Yukon is preparing to start administering shots of the Pfizer-BioNTech COVID-19 vaccine starting next week — but those shots won't be for just anyone.

Yukon's chief medical officer says adults in the territory will continue to receive the Moderna vaccine — the only one available to them so far — while the new Pfizer doses will be reserved for youth aged 12 to 17.

"We do have a limited supply [of Pfizer] that needs to be specifically allocated to the intended demographic," Dr. Brendan Hanley said at a news conference on Wednesday morning.

The Pfizer-BioNTech vaccine was approved by Health Canada earlier this month, for use in anyone aged 12 and up. Yukon then lobbied Ottawa for some doses to be sent to the territory.

Clinics will begin next week in rural communities and in Whitehorse. Hanley said those will be solely for youth, while adults can still access the Moderna vaccine elsewhere.

Hanley also said that adults who have received a first dose of Pfizer elsewhere in Canada and now need their second jab in Yukon will also get the Moderna shot. The second shot does not need to be the same brand as the first, he said.

"I am completely confident that their immunity to COVID-19 is just as good as with two doses of either vaccine," he said.

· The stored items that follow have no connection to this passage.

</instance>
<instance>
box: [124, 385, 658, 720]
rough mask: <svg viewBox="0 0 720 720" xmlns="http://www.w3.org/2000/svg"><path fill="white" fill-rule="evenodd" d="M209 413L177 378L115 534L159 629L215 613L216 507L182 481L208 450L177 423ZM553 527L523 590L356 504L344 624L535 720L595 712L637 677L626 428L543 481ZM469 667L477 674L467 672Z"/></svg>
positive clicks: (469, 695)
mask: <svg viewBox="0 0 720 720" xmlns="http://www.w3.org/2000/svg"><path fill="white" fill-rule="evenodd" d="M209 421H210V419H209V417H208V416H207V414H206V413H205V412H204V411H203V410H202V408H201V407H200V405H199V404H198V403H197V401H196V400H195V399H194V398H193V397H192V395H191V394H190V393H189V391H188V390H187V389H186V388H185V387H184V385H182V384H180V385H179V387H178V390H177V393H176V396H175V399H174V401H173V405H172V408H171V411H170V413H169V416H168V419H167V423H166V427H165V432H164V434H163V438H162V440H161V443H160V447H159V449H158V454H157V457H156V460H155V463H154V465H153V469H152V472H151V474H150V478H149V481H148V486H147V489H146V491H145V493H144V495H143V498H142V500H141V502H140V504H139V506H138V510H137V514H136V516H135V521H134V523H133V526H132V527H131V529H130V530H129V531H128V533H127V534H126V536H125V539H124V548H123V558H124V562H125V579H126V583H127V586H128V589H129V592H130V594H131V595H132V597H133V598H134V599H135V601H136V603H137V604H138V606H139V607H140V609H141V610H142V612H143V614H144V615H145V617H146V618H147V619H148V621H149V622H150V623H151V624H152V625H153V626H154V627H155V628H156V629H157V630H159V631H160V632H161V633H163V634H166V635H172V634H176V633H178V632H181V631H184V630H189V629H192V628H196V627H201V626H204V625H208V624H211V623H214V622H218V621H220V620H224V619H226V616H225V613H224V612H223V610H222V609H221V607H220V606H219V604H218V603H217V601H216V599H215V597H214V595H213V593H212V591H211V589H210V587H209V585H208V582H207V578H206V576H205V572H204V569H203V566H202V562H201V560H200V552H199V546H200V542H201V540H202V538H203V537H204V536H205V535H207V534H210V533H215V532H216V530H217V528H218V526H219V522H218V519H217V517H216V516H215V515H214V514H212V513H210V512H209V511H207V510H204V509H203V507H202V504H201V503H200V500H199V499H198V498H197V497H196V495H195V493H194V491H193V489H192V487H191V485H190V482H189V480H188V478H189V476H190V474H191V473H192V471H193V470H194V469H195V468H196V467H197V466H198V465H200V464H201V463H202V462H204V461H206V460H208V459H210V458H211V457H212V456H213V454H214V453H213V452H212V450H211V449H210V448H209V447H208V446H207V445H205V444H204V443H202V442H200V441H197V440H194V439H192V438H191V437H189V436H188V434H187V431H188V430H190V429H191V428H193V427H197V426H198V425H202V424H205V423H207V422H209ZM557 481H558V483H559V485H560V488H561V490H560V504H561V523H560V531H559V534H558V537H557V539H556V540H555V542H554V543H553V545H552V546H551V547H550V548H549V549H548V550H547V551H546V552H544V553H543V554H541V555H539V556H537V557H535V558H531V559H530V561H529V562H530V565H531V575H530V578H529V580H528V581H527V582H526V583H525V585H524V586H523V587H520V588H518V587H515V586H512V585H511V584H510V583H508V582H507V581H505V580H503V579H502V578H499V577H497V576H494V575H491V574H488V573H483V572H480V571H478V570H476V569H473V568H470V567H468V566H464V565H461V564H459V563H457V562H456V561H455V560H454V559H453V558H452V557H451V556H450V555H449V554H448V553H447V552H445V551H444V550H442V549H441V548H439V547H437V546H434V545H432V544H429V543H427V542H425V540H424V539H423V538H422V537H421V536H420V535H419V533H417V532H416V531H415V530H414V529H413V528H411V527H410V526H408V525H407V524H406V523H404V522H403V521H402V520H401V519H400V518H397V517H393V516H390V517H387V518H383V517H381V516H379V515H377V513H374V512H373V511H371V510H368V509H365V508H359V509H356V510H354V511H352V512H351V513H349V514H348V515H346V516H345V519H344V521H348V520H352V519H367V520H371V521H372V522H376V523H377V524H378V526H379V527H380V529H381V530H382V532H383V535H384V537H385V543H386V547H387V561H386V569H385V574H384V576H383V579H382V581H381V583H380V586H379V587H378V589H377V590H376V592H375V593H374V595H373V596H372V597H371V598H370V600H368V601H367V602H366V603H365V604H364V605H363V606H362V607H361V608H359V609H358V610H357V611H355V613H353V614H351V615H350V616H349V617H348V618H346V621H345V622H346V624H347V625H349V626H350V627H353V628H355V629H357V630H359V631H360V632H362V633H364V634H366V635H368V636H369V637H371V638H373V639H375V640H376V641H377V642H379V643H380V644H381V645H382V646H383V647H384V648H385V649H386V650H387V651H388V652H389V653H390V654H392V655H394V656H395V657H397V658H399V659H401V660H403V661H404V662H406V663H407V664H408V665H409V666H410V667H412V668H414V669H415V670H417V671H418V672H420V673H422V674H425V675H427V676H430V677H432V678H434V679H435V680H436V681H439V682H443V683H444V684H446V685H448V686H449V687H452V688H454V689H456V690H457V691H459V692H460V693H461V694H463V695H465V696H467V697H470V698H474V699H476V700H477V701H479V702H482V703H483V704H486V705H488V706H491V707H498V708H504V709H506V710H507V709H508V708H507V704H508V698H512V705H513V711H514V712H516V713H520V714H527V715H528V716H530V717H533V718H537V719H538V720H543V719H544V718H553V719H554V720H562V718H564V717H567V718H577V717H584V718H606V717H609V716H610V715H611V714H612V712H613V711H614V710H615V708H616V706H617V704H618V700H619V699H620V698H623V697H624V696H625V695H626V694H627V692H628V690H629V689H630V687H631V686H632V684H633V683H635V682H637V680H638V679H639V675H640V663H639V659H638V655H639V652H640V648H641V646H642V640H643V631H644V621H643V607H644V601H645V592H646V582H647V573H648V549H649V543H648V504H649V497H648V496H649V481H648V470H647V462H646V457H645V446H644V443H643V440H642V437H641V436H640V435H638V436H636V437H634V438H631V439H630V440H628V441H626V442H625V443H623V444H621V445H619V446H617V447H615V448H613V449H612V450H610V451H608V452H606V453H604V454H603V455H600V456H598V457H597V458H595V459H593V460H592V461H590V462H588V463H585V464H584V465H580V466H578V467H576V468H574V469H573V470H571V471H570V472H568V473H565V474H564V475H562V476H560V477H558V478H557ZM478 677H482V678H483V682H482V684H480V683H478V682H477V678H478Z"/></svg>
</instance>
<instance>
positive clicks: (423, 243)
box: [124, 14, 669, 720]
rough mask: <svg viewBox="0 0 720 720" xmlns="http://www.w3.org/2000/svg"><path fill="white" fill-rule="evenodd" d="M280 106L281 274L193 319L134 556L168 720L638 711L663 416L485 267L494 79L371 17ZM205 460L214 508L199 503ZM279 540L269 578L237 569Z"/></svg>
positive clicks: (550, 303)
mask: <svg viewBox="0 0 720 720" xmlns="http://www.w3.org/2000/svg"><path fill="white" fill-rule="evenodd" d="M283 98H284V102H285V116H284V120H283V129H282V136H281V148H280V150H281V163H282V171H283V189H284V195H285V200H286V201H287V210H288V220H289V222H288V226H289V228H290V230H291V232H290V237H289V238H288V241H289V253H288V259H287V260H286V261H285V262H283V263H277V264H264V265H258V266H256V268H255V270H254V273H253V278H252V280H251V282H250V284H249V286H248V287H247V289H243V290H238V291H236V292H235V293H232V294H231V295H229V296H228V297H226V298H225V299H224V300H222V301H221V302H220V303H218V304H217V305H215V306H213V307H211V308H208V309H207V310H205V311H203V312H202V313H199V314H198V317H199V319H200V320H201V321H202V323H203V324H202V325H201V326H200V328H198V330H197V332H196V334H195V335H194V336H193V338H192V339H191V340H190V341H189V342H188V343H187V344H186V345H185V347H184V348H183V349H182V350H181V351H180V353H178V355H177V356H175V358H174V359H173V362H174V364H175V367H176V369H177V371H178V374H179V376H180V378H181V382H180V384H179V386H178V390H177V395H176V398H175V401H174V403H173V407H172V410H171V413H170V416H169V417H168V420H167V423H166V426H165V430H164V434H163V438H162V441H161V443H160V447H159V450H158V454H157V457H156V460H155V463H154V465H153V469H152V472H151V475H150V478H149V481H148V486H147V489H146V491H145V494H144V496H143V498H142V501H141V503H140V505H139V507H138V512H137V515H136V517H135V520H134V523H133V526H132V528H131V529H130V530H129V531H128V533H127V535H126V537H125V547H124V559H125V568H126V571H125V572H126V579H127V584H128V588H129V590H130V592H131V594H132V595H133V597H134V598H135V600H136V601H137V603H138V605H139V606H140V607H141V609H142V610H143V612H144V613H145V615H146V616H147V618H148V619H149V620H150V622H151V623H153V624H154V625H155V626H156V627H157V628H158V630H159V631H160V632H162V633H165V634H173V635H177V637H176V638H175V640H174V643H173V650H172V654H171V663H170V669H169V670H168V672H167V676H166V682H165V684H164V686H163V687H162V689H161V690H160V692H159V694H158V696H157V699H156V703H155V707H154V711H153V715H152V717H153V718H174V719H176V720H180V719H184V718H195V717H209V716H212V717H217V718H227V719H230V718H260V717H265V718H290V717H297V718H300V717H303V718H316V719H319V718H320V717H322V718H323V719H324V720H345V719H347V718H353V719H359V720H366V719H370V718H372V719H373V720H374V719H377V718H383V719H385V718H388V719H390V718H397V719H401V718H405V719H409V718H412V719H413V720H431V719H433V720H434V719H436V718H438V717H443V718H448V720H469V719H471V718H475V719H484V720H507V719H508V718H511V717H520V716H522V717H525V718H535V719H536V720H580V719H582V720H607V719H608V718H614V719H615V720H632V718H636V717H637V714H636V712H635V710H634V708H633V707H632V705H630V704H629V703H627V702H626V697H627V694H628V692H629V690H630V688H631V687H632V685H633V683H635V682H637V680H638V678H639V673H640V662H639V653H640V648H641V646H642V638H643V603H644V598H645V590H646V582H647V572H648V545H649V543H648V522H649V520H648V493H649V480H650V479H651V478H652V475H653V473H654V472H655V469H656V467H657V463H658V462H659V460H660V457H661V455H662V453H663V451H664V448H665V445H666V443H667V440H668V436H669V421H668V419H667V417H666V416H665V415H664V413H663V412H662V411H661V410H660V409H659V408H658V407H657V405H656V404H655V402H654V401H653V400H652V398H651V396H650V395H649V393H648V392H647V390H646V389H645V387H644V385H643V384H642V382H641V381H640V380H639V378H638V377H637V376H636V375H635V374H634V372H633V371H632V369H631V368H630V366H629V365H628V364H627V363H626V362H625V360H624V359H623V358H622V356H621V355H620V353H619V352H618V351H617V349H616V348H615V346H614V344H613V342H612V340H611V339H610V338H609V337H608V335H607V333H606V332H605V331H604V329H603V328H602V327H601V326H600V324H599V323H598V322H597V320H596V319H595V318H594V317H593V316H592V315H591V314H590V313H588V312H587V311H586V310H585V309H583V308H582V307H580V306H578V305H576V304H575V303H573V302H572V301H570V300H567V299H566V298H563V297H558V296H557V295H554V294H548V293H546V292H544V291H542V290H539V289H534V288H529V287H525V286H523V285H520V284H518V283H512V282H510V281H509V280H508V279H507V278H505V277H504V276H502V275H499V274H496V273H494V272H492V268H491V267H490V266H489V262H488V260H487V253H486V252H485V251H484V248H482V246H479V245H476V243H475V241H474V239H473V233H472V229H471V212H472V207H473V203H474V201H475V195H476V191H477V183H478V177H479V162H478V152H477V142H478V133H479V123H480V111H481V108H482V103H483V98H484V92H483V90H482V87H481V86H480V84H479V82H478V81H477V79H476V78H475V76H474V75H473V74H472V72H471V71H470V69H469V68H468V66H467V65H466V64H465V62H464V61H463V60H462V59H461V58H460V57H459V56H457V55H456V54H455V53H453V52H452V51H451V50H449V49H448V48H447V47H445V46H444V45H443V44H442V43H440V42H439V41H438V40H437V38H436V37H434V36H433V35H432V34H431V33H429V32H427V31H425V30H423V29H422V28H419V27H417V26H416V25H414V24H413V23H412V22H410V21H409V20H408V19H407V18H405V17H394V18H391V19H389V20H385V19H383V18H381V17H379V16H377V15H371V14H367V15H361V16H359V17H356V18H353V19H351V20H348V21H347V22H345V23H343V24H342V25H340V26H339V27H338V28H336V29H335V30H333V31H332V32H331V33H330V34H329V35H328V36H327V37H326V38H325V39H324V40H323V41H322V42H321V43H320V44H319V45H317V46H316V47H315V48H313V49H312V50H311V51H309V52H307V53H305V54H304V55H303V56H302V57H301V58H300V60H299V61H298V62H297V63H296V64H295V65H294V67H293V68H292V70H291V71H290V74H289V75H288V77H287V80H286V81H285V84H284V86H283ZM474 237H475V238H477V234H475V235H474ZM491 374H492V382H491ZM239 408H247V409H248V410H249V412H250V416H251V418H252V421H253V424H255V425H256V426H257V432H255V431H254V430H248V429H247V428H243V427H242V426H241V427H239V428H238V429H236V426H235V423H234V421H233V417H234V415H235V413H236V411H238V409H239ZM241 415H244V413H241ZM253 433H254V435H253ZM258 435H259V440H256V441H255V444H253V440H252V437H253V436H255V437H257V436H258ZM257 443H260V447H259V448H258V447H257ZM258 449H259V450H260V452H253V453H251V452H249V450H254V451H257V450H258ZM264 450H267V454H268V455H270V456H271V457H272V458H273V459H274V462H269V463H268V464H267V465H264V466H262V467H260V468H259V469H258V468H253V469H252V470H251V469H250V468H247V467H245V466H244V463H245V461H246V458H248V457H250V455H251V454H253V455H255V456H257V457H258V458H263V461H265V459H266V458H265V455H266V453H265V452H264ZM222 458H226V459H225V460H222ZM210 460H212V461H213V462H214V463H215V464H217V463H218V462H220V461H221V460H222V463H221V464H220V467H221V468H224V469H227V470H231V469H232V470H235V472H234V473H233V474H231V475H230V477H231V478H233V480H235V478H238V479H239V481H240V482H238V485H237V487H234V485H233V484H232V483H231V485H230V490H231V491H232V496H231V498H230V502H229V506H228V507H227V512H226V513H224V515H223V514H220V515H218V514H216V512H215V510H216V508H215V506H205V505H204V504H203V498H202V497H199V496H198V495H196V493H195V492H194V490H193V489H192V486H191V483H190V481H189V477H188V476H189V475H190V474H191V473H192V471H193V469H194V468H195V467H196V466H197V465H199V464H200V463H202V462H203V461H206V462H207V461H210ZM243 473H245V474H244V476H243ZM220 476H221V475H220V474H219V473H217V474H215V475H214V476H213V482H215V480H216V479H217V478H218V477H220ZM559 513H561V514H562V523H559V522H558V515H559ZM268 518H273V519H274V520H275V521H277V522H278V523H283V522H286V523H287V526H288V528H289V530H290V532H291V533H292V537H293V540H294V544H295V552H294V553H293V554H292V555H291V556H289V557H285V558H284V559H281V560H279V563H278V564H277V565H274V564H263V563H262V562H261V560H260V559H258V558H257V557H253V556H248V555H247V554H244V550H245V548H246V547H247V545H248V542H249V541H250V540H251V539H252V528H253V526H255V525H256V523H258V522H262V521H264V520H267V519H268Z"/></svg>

Watch Wednesday's news conference here:

Vaccine verification system 'can be worked out very shortly'

As of Tuesday, the territory had no active cases of COVID-19. There have been a total of 84 cases confirmed in Yukon since the start of the pandemic.

Also as of Tuesday, about 77 per cent of eligible adults had received their first shot of vaccine, and 69 per cent had received their second shot.

The territory has eased some more pandemic-related restrictions this week, including dropping the requirement to self-isolate for 14 days on arrival in Yukon for anybody who is fully vaccinated.

Yukon Premier Sandy Silver said Wednesday — a day after the new rules took effect — that the verification system is still a work in progress. Officials can easily verify vaccination status for Yukon and B.C. residents right now, he said, but it gets murkier for people coming from elsewhere.

In other words, it's not clear how officials might verify you're vaccinated if you arrive today from, say, Alberta.

"I think the details of this can be worked out very shortly," Silver said.

Yukon Premier Sandy Silver said officials are still figuring out how to verify whether people not from Yukon or B.C. arriving in the territory are fully vaccinated.
Yukon Premier Sandy Silver said officials are still figuring out how to verify whether people not from Yukon or B.C. arriving in the territory are fully vaccinated.(Government of Yukon)

Anybody who can't prove they've had their second shot at least 14 days prior to arrival must self-isolate for 14 days, as before.

Also this week, the government extended the territory's state of emergency for up to 90 more days.

Silver said at Wednesday's news conference that the state of emergency allows Yukon to enact public health measures.

"These measures have helped keep Yukon safe, over the past year-plus. And we need to keep them in place for now," he said.

Hanley also said the pandemic is not over — though he noted a change in the public mood lately.

"I feel and I welcome a new sense of calm in the territory. There is not the fear that was palpable before, when we announced new cases," he said.